SELAMAT DATANG DI TELINGALEBAR.BLOGSPOT.COM-*PENGAWAL HUKUM DAN PENGAWAS KINERJA APARATUR NEGARA SERTA NKRI HARGA MATI-*

Rabu, 12 Oktober 2011

POTRET KEMISKINAN SITUBONDO

Situbondo (EXTREMMEPOINT.com)- Meski usia kemerdekaan  Negara  Republik Indonesia sudah ke- 66 tahun, namun  potret kemiskinan masih mewarnai kehidupan   masyarakat disejumlah wilayah di Indonesia, seperti yang dialami salah  satu keluarga dengan 9  anak yang hidup   di perkampungan nelayan Situbondo, tepatnya di Kampung Langgar, Desa Wringin Anom, Kecamatan Asembagus.
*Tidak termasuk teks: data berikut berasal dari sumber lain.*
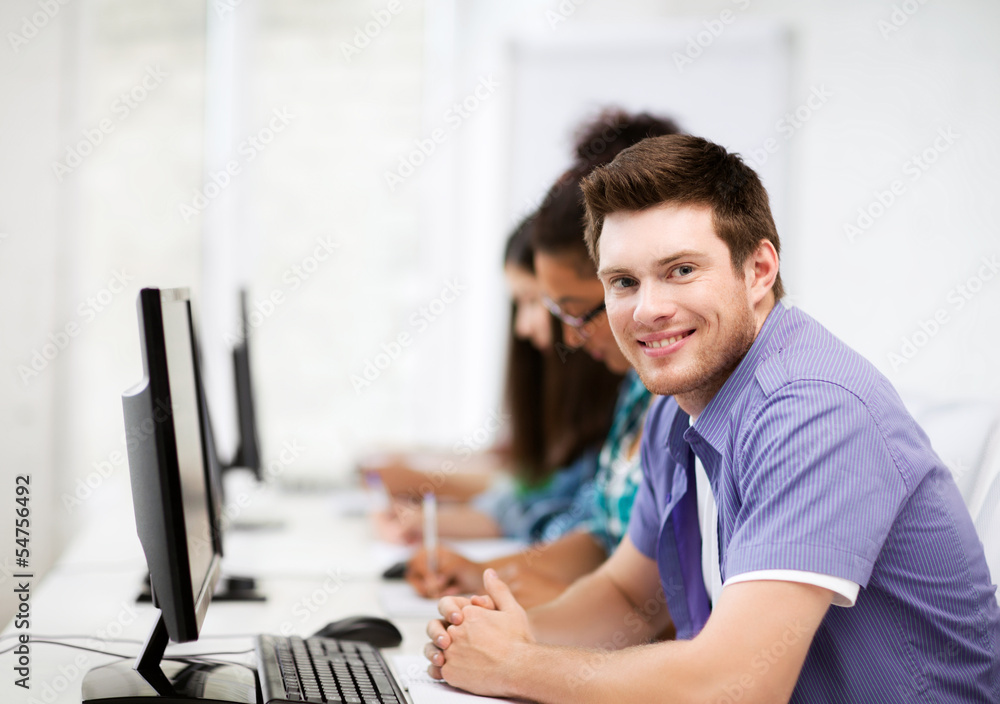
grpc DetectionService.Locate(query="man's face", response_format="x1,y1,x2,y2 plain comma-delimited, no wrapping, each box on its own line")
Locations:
535,252,629,374
599,204,766,413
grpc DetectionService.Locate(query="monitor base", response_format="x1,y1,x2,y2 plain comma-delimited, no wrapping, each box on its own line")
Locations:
82,660,262,704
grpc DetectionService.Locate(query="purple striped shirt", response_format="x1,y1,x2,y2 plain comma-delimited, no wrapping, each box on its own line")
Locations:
629,304,1000,704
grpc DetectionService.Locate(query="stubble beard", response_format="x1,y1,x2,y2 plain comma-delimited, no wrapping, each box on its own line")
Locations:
632,306,757,413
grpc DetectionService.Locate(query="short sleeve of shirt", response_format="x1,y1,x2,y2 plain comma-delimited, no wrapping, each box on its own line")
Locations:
723,380,907,586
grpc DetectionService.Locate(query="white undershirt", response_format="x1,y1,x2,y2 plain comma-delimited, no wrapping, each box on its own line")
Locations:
691,432,859,607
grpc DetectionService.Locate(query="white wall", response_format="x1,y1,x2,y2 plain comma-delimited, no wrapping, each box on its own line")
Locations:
0,0,1000,616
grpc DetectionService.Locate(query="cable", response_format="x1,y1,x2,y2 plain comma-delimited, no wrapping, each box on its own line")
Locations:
0,633,143,645
0,638,135,660
0,636,254,661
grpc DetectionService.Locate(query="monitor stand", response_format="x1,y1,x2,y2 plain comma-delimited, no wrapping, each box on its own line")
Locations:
82,614,263,704
135,575,267,604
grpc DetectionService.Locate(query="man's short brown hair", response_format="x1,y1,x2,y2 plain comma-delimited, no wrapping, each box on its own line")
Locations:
580,134,785,300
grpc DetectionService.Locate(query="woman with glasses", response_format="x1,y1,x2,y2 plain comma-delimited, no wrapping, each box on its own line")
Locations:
370,215,621,543
407,111,679,607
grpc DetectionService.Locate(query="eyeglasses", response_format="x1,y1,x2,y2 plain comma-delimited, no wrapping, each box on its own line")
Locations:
542,296,605,337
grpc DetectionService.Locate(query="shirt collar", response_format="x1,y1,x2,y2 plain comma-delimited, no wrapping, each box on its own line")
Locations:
692,301,788,455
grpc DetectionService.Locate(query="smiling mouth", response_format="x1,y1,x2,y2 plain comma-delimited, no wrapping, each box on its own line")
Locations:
639,330,694,350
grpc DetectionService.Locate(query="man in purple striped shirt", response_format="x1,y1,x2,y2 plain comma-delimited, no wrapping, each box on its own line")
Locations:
426,135,1000,704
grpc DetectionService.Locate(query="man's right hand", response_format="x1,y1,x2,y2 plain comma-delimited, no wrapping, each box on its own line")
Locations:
406,548,485,599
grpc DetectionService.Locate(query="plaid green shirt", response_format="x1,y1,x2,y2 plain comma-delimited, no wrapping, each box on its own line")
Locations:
580,370,653,555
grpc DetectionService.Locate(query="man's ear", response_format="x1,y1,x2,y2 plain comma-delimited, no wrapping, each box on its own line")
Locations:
743,240,780,305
Suhammad (50), selaku kepala keluarga (KK) harus rela menghidupi sebanyak  9  anaknya yang diketahui masih kecil-kecil, namun karena   orang tuanya hanya berprofesi sebagai seorang  nelayan, keluarga besarnya   terkadang  hanya  diberi  makan atau asupan   nasi tiwul, yakni    nasi yang     terbuat dari ketela yang sudah  dihaluskan, sebagai pengganti nasi sebagai makanan pokok setiap harinya.

Ironisnya lagi, terkadang keluarga besarnya tersebut  harus  rela makan hanya satu kali dalam  sehari. Itu terjadi  jika orang tuanya yang hanya  berprofesi sebagai seorang   nelayan itu  tidak mendapat   tangkapan ikan, pada  saat pergi  melaut bersama para nelayan yang lain di kampungnya.

“Karena saya tidak mempunyai keahlian yang lain, dan  hanya menggantungkan hidup untuk mencari nafkah dari laut,    tak  jarang anggota keluarga saya hanya makan satu kali dalam sehari, jika  pada saat melaut sepi dengan  tangkapan ikan,” ujar  Suhammad (50), Minggu (9/10).

Sedangkan untuk terus bertahan hidup di perkampungan nelayan,  Sariani (48), selaku  ibu rumah tangga  bersama beberapa orang anaknya mencoba untuk meringankan beban suaminya, dengan cara  mencari dam memungut   daun kelapa yang sudah kering di sekitar perkampungan nelayan, daun kelapa yang sudah  kering itu  dijadikan sebagai   kayu bakar dalam memasak.

“Karena penghasilan suami terkadang hanya Rp. 20 ribu setiap harinya, sejumlah uang tersebut tidak cukup untuk membeli beras, karena itulah,  saya terpaksa hanya memberikan asupan  manakan nasi tiwul kepada anggota keluarga. Sebab, setiap harinya, saya harus memasak sekitar 5-7  Kg beras. Itupun makan tanpa adanya  lauk pauk, saya bersama  anggota keluarga  hanya makan nasi  dengan sambel saja,” beber ibu dengan sembilan anak ini.
        
Tidak hanya itu,  diderita yang dialami  oleh keluarga nelayan di Dusun Langgar, Desa Wringin Anom, Kecamaran Asembagus, namun   karena kemiskinan yang mendera kehdupannya, sebagian anak dari pasangan suami (Pasutri) Suhammad dan Sariani ini harus rela  tidak meneruskan pendidikannya, yakni harus  drop out (DO) dari sekolah dasar (SD) di kampungnya.